In 1902, the Yomachisaku Daiichi Tunnel (四町作第一隧道, Yomachisaku Daiichi Zuidō) was completed using only hand tools along what would become National Route 410 in the city of Kimitsu. The tunnel is the second oldest tunnel that is designated as a part of a national highway in Japan.

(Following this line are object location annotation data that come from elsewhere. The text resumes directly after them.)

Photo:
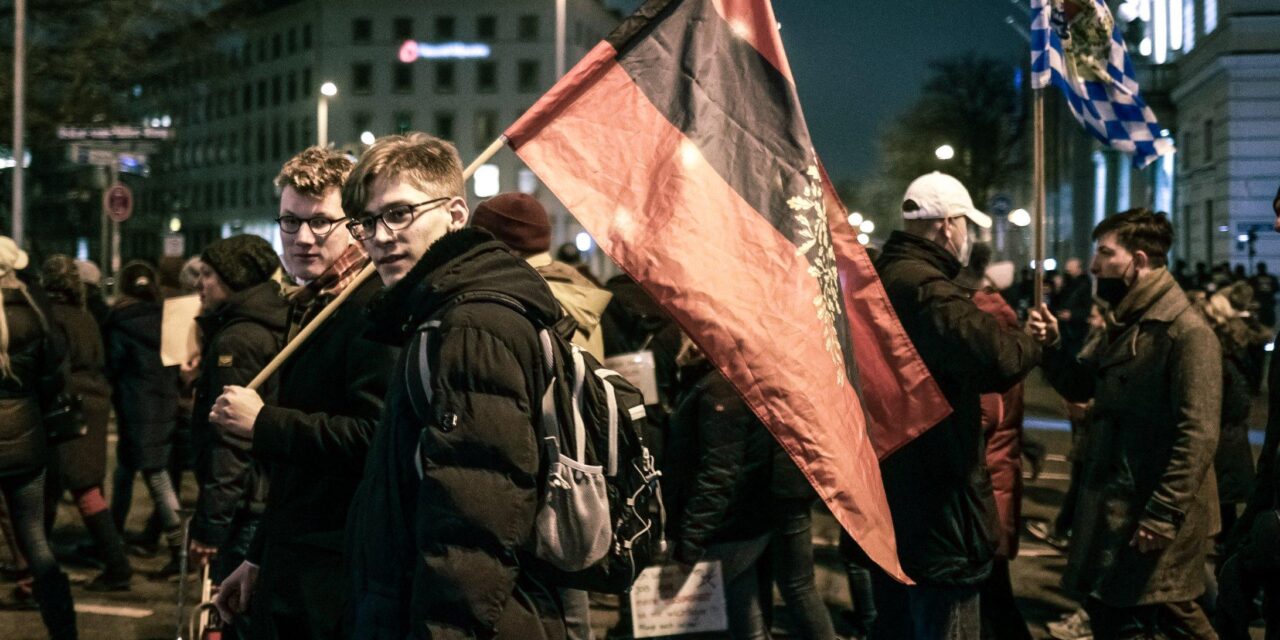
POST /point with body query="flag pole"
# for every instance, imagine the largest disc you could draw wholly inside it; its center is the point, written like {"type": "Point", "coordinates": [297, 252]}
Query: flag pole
{"type": "Point", "coordinates": [366, 273]}
{"type": "Point", "coordinates": [1038, 188]}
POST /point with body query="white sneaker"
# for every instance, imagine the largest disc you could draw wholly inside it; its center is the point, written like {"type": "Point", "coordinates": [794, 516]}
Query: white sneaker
{"type": "Point", "coordinates": [1074, 626]}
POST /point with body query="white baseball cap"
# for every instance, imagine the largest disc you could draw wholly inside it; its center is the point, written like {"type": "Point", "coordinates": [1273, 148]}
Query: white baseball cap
{"type": "Point", "coordinates": [937, 195]}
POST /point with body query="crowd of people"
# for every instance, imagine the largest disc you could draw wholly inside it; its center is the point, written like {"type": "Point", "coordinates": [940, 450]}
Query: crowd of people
{"type": "Point", "coordinates": [385, 481]}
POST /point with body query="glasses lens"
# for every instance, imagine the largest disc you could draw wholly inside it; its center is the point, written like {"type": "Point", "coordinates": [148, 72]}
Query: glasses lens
{"type": "Point", "coordinates": [289, 224]}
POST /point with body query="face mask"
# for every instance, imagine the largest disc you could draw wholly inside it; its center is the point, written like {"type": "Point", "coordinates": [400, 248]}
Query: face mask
{"type": "Point", "coordinates": [1112, 289]}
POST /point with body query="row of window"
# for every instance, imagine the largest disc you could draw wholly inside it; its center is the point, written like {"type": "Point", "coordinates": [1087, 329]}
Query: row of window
{"type": "Point", "coordinates": [444, 77]}
{"type": "Point", "coordinates": [446, 27]}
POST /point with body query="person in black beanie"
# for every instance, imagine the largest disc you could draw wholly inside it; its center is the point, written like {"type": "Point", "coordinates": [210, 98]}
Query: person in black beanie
{"type": "Point", "coordinates": [243, 319]}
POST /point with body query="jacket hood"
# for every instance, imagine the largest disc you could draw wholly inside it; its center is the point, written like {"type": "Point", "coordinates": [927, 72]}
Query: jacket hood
{"type": "Point", "coordinates": [904, 245]}
{"type": "Point", "coordinates": [260, 304]}
{"type": "Point", "coordinates": [464, 261]}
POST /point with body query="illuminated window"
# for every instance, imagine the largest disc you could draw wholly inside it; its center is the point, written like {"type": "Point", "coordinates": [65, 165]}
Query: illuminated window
{"type": "Point", "coordinates": [361, 31]}
{"type": "Point", "coordinates": [487, 77]}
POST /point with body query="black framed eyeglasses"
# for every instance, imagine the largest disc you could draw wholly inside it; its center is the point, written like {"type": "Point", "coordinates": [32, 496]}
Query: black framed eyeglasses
{"type": "Point", "coordinates": [394, 218]}
{"type": "Point", "coordinates": [319, 225]}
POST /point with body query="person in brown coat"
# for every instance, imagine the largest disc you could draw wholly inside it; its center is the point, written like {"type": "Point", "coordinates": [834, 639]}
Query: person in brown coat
{"type": "Point", "coordinates": [80, 465]}
{"type": "Point", "coordinates": [1148, 503]}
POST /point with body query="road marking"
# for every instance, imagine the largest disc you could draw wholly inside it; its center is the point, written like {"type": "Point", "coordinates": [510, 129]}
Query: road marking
{"type": "Point", "coordinates": [120, 612]}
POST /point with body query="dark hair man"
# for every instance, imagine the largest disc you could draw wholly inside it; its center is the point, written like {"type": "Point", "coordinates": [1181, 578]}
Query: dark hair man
{"type": "Point", "coordinates": [315, 437]}
{"type": "Point", "coordinates": [937, 485]}
{"type": "Point", "coordinates": [438, 533]}
{"type": "Point", "coordinates": [1147, 507]}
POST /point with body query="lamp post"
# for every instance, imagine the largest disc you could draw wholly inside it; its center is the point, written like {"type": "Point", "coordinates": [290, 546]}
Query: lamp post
{"type": "Point", "coordinates": [327, 91]}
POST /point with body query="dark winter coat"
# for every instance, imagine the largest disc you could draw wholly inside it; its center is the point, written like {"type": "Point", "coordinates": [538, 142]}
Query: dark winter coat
{"type": "Point", "coordinates": [37, 360]}
{"type": "Point", "coordinates": [1156, 383]}
{"type": "Point", "coordinates": [241, 337]}
{"type": "Point", "coordinates": [443, 554]}
{"type": "Point", "coordinates": [146, 392]}
{"type": "Point", "coordinates": [717, 472]}
{"type": "Point", "coordinates": [937, 485]}
{"type": "Point", "coordinates": [82, 462]}
{"type": "Point", "coordinates": [314, 440]}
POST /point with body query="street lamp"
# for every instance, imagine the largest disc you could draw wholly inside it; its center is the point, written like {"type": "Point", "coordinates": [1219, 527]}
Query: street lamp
{"type": "Point", "coordinates": [327, 91]}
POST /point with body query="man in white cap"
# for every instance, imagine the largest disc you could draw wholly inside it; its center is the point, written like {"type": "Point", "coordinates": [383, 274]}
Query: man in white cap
{"type": "Point", "coordinates": [937, 485]}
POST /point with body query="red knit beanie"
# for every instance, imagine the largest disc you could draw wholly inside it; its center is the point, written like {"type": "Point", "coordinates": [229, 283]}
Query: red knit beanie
{"type": "Point", "coordinates": [517, 219]}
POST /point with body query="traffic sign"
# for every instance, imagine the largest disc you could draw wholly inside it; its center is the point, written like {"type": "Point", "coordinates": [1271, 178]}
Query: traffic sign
{"type": "Point", "coordinates": [118, 202]}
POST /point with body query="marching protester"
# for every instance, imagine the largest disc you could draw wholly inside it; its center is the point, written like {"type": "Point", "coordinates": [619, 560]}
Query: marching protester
{"type": "Point", "coordinates": [242, 320]}
{"type": "Point", "coordinates": [716, 481]}
{"type": "Point", "coordinates": [80, 465]}
{"type": "Point", "coordinates": [315, 437]}
{"type": "Point", "coordinates": [146, 397]}
{"type": "Point", "coordinates": [521, 223]}
{"type": "Point", "coordinates": [1147, 506]}
{"type": "Point", "coordinates": [937, 485]}
{"type": "Point", "coordinates": [439, 531]}
{"type": "Point", "coordinates": [32, 376]}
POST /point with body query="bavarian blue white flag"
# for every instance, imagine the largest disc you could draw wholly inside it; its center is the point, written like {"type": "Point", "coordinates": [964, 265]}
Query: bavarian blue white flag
{"type": "Point", "coordinates": [1077, 45]}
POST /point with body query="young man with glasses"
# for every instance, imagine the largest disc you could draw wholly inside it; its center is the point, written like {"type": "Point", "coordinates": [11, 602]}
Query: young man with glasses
{"type": "Point", "coordinates": [314, 439]}
{"type": "Point", "coordinates": [439, 530]}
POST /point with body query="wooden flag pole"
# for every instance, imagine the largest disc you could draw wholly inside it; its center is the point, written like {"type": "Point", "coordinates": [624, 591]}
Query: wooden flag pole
{"type": "Point", "coordinates": [366, 273]}
{"type": "Point", "coordinates": [1038, 187]}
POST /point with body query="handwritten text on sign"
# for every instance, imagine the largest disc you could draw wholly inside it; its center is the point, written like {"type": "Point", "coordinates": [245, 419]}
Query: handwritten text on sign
{"type": "Point", "coordinates": [667, 600]}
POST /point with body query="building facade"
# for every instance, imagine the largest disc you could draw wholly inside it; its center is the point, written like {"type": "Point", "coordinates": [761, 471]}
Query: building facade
{"type": "Point", "coordinates": [252, 99]}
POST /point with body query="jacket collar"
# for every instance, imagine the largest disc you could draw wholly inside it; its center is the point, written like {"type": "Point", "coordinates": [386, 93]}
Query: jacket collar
{"type": "Point", "coordinates": [905, 245]}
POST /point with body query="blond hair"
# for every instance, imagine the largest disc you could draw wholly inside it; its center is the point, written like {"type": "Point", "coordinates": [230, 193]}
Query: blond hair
{"type": "Point", "coordinates": [314, 172]}
{"type": "Point", "coordinates": [428, 163]}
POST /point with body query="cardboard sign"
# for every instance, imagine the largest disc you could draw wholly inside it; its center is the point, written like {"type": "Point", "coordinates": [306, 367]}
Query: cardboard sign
{"type": "Point", "coordinates": [178, 341]}
{"type": "Point", "coordinates": [638, 368]}
{"type": "Point", "coordinates": [666, 600]}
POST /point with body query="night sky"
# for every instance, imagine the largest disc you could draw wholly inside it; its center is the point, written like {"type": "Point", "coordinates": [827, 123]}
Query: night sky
{"type": "Point", "coordinates": [858, 63]}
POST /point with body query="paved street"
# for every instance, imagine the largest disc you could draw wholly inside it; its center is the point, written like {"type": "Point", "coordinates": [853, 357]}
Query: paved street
{"type": "Point", "coordinates": [149, 611]}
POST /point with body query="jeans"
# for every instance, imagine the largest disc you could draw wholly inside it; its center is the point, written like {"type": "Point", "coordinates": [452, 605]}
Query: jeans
{"type": "Point", "coordinates": [791, 553]}
{"type": "Point", "coordinates": [741, 585]}
{"type": "Point", "coordinates": [924, 612]}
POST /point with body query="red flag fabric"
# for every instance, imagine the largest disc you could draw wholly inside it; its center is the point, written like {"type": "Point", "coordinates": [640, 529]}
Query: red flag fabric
{"type": "Point", "coordinates": [680, 145]}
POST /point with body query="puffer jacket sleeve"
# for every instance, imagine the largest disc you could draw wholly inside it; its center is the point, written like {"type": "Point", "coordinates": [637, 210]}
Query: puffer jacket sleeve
{"type": "Point", "coordinates": [1196, 378]}
{"type": "Point", "coordinates": [228, 465]}
{"type": "Point", "coordinates": [479, 461]}
{"type": "Point", "coordinates": [722, 429]}
{"type": "Point", "coordinates": [977, 348]}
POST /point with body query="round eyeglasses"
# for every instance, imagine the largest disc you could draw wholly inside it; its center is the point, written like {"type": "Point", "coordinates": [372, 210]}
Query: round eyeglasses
{"type": "Point", "coordinates": [394, 218]}
{"type": "Point", "coordinates": [319, 225]}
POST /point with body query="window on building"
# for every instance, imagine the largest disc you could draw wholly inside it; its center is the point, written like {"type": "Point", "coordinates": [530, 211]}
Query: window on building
{"type": "Point", "coordinates": [360, 123]}
{"type": "Point", "coordinates": [444, 126]}
{"type": "Point", "coordinates": [487, 77]}
{"type": "Point", "coordinates": [485, 128]}
{"type": "Point", "coordinates": [403, 122]}
{"type": "Point", "coordinates": [1207, 141]}
{"type": "Point", "coordinates": [361, 31]}
{"type": "Point", "coordinates": [446, 27]}
{"type": "Point", "coordinates": [361, 78]}
{"type": "Point", "coordinates": [402, 28]}
{"type": "Point", "coordinates": [446, 77]}
{"type": "Point", "coordinates": [402, 77]}
{"type": "Point", "coordinates": [487, 28]}
{"type": "Point", "coordinates": [526, 72]}
{"type": "Point", "coordinates": [529, 27]}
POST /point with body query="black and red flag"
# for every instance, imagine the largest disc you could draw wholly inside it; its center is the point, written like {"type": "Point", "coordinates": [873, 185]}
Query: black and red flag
{"type": "Point", "coordinates": [680, 145]}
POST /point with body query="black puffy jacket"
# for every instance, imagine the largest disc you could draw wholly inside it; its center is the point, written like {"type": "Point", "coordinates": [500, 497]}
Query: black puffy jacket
{"type": "Point", "coordinates": [937, 485]}
{"type": "Point", "coordinates": [241, 337]}
{"type": "Point", "coordinates": [443, 554]}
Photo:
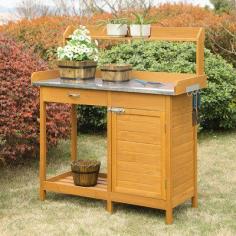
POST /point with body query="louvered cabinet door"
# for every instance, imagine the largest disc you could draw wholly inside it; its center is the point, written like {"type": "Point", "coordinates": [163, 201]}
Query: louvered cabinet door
{"type": "Point", "coordinates": [137, 153]}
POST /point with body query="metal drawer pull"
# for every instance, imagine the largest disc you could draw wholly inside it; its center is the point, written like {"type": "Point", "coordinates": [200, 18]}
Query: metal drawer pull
{"type": "Point", "coordinates": [116, 110]}
{"type": "Point", "coordinates": [74, 95]}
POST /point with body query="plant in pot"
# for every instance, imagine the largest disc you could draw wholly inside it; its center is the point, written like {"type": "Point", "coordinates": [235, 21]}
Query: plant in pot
{"type": "Point", "coordinates": [78, 58]}
{"type": "Point", "coordinates": [116, 27]}
{"type": "Point", "coordinates": [141, 25]}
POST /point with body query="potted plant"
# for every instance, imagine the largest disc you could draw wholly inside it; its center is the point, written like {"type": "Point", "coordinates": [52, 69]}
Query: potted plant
{"type": "Point", "coordinates": [78, 58]}
{"type": "Point", "coordinates": [141, 25]}
{"type": "Point", "coordinates": [116, 27]}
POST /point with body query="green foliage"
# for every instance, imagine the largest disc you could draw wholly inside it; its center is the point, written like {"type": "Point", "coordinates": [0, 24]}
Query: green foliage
{"type": "Point", "coordinates": [218, 100]}
{"type": "Point", "coordinates": [223, 5]}
{"type": "Point", "coordinates": [141, 19]}
{"type": "Point", "coordinates": [91, 118]}
{"type": "Point", "coordinates": [114, 20]}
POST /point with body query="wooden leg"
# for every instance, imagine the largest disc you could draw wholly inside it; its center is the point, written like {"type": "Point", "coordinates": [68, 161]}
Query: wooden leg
{"type": "Point", "coordinates": [42, 164]}
{"type": "Point", "coordinates": [109, 206]}
{"type": "Point", "coordinates": [42, 194]}
{"type": "Point", "coordinates": [195, 201]}
{"type": "Point", "coordinates": [169, 216]}
{"type": "Point", "coordinates": [195, 197]}
{"type": "Point", "coordinates": [73, 133]}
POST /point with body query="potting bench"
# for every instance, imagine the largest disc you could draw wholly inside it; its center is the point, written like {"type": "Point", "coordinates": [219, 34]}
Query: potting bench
{"type": "Point", "coordinates": [152, 139]}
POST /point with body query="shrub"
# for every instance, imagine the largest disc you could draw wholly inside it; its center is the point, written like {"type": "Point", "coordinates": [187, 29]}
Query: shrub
{"type": "Point", "coordinates": [45, 34]}
{"type": "Point", "coordinates": [218, 100]}
{"type": "Point", "coordinates": [19, 116]}
{"type": "Point", "coordinates": [91, 118]}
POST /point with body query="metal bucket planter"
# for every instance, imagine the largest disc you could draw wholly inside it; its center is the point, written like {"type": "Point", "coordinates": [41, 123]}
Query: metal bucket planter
{"type": "Point", "coordinates": [116, 72]}
{"type": "Point", "coordinates": [77, 69]}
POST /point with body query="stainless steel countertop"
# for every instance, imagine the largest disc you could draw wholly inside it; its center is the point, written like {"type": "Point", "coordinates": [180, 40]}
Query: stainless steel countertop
{"type": "Point", "coordinates": [132, 86]}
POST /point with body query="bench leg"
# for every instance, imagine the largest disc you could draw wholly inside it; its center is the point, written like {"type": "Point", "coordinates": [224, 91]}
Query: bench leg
{"type": "Point", "coordinates": [109, 206]}
{"type": "Point", "coordinates": [169, 216]}
{"type": "Point", "coordinates": [42, 194]}
{"type": "Point", "coordinates": [195, 201]}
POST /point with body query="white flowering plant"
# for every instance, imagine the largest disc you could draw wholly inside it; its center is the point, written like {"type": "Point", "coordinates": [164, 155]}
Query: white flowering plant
{"type": "Point", "coordinates": [79, 47]}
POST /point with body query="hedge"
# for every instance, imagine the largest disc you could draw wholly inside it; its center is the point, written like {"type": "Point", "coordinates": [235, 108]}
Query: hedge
{"type": "Point", "coordinates": [218, 109]}
{"type": "Point", "coordinates": [19, 102]}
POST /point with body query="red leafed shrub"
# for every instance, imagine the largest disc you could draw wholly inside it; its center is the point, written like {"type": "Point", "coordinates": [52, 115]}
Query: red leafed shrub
{"type": "Point", "coordinates": [19, 104]}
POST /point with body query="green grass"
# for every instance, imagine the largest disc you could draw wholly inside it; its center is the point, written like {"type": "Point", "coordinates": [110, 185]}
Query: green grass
{"type": "Point", "coordinates": [21, 212]}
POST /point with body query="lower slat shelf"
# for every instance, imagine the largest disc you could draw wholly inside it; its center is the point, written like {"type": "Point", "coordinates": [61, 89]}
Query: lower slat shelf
{"type": "Point", "coordinates": [64, 184]}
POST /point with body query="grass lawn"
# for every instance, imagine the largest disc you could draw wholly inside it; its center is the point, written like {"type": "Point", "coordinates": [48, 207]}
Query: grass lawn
{"type": "Point", "coordinates": [21, 212]}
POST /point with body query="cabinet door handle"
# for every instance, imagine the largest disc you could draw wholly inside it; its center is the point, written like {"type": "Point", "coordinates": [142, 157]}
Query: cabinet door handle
{"type": "Point", "coordinates": [74, 95]}
{"type": "Point", "coordinates": [117, 110]}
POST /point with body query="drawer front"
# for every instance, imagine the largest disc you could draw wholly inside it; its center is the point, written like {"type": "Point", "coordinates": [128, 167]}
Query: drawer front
{"type": "Point", "coordinates": [74, 96]}
{"type": "Point", "coordinates": [138, 101]}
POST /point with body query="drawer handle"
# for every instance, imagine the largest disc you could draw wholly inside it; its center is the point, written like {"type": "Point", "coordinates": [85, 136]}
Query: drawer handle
{"type": "Point", "coordinates": [74, 95]}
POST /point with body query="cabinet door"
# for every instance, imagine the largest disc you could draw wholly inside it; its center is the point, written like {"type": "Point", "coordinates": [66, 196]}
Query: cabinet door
{"type": "Point", "coordinates": [138, 138]}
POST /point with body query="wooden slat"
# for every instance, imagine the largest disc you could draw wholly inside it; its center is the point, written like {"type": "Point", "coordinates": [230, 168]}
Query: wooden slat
{"type": "Point", "coordinates": [138, 101]}
{"type": "Point", "coordinates": [138, 178]}
{"type": "Point", "coordinates": [182, 178]}
{"type": "Point", "coordinates": [139, 137]}
{"type": "Point", "coordinates": [183, 138]}
{"type": "Point", "coordinates": [137, 168]}
{"type": "Point", "coordinates": [185, 147]}
{"type": "Point", "coordinates": [125, 146]}
{"type": "Point", "coordinates": [87, 97]}
{"type": "Point", "coordinates": [186, 195]}
{"type": "Point", "coordinates": [181, 119]}
{"type": "Point", "coordinates": [150, 128]}
{"type": "Point", "coordinates": [183, 187]}
{"type": "Point", "coordinates": [151, 159]}
{"type": "Point", "coordinates": [181, 158]}
{"type": "Point", "coordinates": [68, 188]}
{"type": "Point", "coordinates": [139, 191]}
{"type": "Point", "coordinates": [139, 200]}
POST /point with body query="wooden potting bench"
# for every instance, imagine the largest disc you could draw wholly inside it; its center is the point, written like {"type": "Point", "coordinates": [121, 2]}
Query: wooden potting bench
{"type": "Point", "coordinates": [152, 141]}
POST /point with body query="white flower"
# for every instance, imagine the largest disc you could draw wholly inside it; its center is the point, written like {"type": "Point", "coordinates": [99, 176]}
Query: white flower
{"type": "Point", "coordinates": [81, 38]}
{"type": "Point", "coordinates": [79, 47]}
{"type": "Point", "coordinates": [82, 27]}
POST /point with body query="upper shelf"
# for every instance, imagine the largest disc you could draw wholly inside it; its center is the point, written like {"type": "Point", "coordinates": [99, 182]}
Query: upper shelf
{"type": "Point", "coordinates": [189, 34]}
{"type": "Point", "coordinates": [157, 33]}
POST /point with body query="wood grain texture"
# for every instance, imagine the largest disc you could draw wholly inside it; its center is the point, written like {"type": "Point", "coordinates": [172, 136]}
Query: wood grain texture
{"type": "Point", "coordinates": [73, 132]}
{"type": "Point", "coordinates": [82, 96]}
{"type": "Point", "coordinates": [138, 101]}
{"type": "Point", "coordinates": [137, 162]}
{"type": "Point", "coordinates": [43, 145]}
{"type": "Point", "coordinates": [183, 141]}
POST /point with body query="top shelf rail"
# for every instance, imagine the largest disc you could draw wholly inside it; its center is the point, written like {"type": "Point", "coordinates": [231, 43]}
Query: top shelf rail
{"type": "Point", "coordinates": [182, 34]}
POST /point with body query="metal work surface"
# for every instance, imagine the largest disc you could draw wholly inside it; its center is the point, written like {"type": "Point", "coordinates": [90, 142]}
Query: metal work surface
{"type": "Point", "coordinates": [134, 85]}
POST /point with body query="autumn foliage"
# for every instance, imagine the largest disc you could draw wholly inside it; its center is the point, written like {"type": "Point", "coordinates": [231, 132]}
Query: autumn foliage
{"type": "Point", "coordinates": [19, 104]}
{"type": "Point", "coordinates": [45, 34]}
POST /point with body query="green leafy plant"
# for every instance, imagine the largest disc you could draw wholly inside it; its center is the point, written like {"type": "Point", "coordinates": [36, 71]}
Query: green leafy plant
{"type": "Point", "coordinates": [218, 109]}
{"type": "Point", "coordinates": [115, 20]}
{"type": "Point", "coordinates": [141, 19]}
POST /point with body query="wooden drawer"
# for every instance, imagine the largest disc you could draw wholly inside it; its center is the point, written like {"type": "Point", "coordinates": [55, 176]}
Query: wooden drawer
{"type": "Point", "coordinates": [138, 101]}
{"type": "Point", "coordinates": [74, 96]}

National Route 410 was established by the Cabinet of Japan in 1982. Construction began on the Kururi–Makuta Bypass of the narrow sections of the highway including the Yomachisaku Daiichi Tunnel in 1989. The 10.7 km bypass was scheduled to be completed by 2015, but as of 2021, the bypass has yet to be completed. On 23 December 2015, a 20 m section of the Yomachisaku Daiichi Tunnel's shotcrete lining collapsed following a re-application of the supportive lining a month prior to the collapse. The tunnel lining was repaired by the following day.

==Major intersections==
The route lies entirely within Chiba Prefecture.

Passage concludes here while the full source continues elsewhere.